W krótkim czasie wieści te obiegły cały piłkarski świat i bardzo realnie zastanawiano się nad odwołaniem meczu. LFP w przerwie między dwoma połowami pojedynku wydała specjalny komunikat, w którym poinformowała, że nic takiego nie zostało jednak urzeczywistnione z powodu „braku komunikacji z RFEF”. Spotkanie przebiegło zgodnie z planem i zakończyło się ostatecznie zwycięstwem Los Colchoneros w stosunku 2-0, choć faktycznie nie powinno się ono w ogóle odbyć. Madrycka policja pomna tych wydarzeń uznała sobotnie spotkanie jako „mecz podwyższonego ryzyka” i dlatego w większych niż zwykle liczbach pilnować będzie porządku wokół i na stadionie Atlético.

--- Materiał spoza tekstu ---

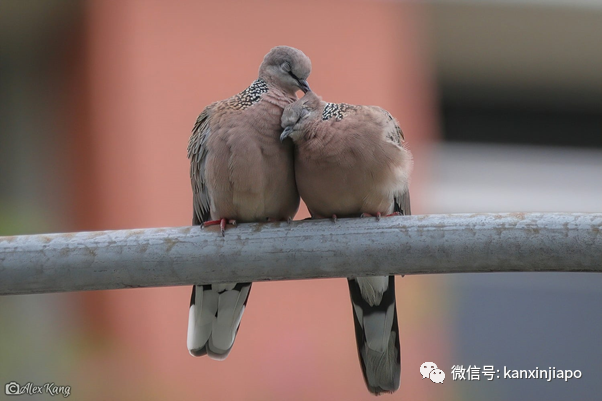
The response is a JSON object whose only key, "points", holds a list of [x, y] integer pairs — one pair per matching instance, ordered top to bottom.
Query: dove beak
{"points": [[303, 85], [287, 131]]}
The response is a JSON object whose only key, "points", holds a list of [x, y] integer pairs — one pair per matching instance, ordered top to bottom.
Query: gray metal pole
{"points": [[302, 250]]}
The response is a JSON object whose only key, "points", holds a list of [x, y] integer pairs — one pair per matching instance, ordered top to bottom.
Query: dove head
{"points": [[286, 67], [297, 114]]}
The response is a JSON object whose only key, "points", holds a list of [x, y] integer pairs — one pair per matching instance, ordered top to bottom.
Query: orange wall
{"points": [[153, 66]]}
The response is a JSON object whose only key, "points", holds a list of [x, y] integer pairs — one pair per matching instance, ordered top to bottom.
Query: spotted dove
{"points": [[351, 161], [241, 172]]}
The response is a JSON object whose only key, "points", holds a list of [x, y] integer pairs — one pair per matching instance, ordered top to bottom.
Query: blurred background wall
{"points": [[501, 104]]}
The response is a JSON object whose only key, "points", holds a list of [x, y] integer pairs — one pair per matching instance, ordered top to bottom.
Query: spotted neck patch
{"points": [[249, 96], [336, 110]]}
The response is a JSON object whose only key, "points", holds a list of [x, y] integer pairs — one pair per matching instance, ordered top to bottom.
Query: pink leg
{"points": [[379, 215], [222, 224]]}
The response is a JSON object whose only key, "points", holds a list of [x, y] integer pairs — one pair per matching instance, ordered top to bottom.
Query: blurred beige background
{"points": [[501, 105]]}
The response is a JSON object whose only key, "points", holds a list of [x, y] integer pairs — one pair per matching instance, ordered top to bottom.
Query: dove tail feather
{"points": [[214, 318], [377, 336]]}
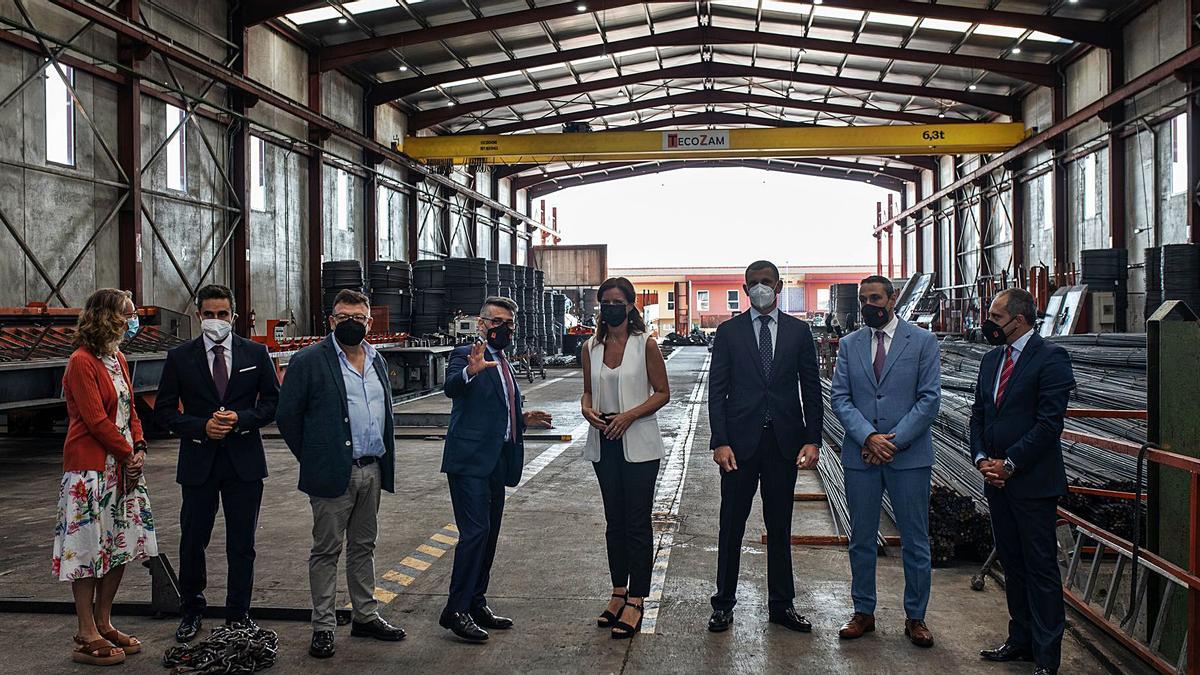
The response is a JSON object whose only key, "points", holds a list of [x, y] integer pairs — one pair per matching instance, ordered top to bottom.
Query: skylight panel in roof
{"points": [[355, 7], [839, 13], [891, 19], [943, 24], [1000, 30], [1047, 37]]}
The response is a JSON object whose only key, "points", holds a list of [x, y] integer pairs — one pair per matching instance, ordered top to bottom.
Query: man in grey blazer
{"points": [[886, 392], [335, 416]]}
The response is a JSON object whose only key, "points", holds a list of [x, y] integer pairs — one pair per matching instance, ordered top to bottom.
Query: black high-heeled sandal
{"points": [[607, 619], [622, 631]]}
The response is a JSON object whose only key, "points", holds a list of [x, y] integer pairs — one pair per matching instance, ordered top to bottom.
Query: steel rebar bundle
{"points": [[1110, 374]]}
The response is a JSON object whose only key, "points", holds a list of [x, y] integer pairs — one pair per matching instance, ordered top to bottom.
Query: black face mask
{"points": [[613, 315], [875, 316], [349, 333], [994, 333], [499, 338]]}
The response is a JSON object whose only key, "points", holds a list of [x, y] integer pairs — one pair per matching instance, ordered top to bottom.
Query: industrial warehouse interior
{"points": [[300, 300]]}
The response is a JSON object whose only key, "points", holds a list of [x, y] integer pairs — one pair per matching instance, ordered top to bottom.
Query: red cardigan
{"points": [[91, 411]]}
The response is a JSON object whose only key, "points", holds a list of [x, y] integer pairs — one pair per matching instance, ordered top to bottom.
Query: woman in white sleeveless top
{"points": [[624, 386]]}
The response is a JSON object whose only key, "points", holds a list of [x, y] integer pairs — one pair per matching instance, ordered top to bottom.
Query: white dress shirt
{"points": [[772, 326], [889, 332], [1018, 347], [228, 353]]}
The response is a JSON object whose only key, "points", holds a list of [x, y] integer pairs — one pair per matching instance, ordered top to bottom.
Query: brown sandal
{"points": [[129, 644], [97, 652]]}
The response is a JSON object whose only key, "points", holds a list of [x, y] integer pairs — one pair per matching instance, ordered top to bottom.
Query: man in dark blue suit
{"points": [[763, 364], [228, 389], [1015, 429], [484, 453], [343, 465]]}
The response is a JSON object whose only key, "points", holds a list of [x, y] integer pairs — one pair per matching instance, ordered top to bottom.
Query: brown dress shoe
{"points": [[857, 626], [918, 633]]}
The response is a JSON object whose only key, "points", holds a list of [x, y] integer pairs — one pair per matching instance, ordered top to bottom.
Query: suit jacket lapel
{"points": [[751, 336], [899, 344], [868, 352], [1027, 353], [202, 364], [988, 374]]}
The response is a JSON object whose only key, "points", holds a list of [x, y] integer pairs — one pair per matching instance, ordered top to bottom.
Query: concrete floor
{"points": [[550, 573]]}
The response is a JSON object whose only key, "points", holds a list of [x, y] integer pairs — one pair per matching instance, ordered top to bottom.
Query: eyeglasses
{"points": [[359, 317]]}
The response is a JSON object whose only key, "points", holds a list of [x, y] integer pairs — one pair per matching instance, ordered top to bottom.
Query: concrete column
{"points": [[129, 154], [239, 175], [316, 201]]}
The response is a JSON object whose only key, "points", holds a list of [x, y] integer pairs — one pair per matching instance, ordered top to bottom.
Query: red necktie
{"points": [[1005, 374], [510, 390]]}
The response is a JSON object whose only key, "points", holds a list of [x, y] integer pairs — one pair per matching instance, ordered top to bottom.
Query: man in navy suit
{"points": [[763, 364], [228, 389], [886, 392], [1015, 431], [484, 453], [343, 465]]}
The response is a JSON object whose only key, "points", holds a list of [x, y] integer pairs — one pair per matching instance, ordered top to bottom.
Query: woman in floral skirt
{"points": [[105, 519]]}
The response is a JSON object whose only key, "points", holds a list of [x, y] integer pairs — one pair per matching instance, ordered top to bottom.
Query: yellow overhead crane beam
{"points": [[964, 138]]}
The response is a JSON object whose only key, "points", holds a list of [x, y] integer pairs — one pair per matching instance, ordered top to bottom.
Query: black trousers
{"points": [[777, 475], [628, 493], [240, 501], [478, 513], [1029, 549]]}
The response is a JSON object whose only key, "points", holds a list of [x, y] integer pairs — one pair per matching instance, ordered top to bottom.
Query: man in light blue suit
{"points": [[886, 392]]}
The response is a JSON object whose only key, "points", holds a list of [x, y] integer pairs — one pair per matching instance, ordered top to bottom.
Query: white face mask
{"points": [[761, 296], [216, 329]]}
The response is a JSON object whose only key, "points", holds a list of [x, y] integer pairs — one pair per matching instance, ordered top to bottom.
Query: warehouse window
{"points": [[59, 117], [177, 149], [1180, 154], [257, 177], [343, 201], [1048, 202], [1090, 205], [383, 225]]}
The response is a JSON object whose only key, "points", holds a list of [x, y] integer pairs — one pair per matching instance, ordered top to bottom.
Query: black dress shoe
{"points": [[485, 617], [720, 620], [792, 621], [243, 622], [462, 625], [189, 627], [378, 629], [322, 644], [1007, 652]]}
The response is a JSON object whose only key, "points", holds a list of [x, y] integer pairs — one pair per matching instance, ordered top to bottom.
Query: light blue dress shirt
{"points": [[1018, 347], [366, 401]]}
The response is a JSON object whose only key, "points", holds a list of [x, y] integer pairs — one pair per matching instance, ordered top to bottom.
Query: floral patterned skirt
{"points": [[100, 529]]}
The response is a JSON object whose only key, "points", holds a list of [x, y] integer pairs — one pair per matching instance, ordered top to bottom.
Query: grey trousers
{"points": [[351, 518]]}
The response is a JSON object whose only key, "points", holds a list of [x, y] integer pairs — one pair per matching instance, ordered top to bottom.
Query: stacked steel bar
{"points": [[1109, 372]]}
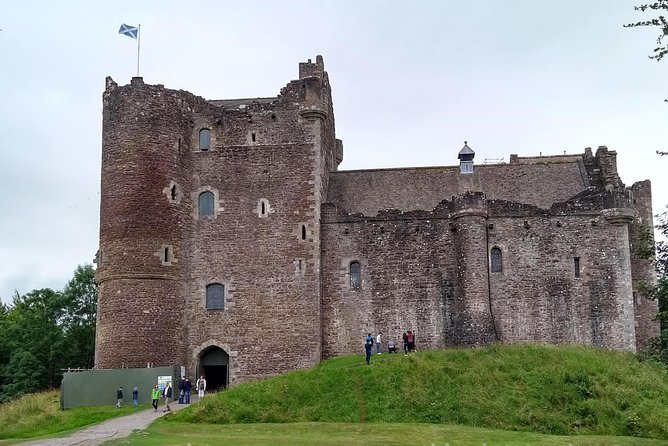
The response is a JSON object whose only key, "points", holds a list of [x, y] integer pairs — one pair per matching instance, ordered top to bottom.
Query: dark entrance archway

Obowiązki arbitra pełnić będzie w sobotę Mario Melero López. W bieżącym sezonie nie sędziował on jeszcze ani jednego spotkania z udziałem Atleti. W minionej temporadzie czuwał natomiast nad boiskowymi wydarzeniami w wyjazdowym spotkaniu ligowym z Getafe, wygranym przez Los Rojiblancos 1-0, a także podczas zremisowanego 2-2 meczu z CE L’Hospitalet na Vicente Calderón w ramach rozgrywek Copa del Rey.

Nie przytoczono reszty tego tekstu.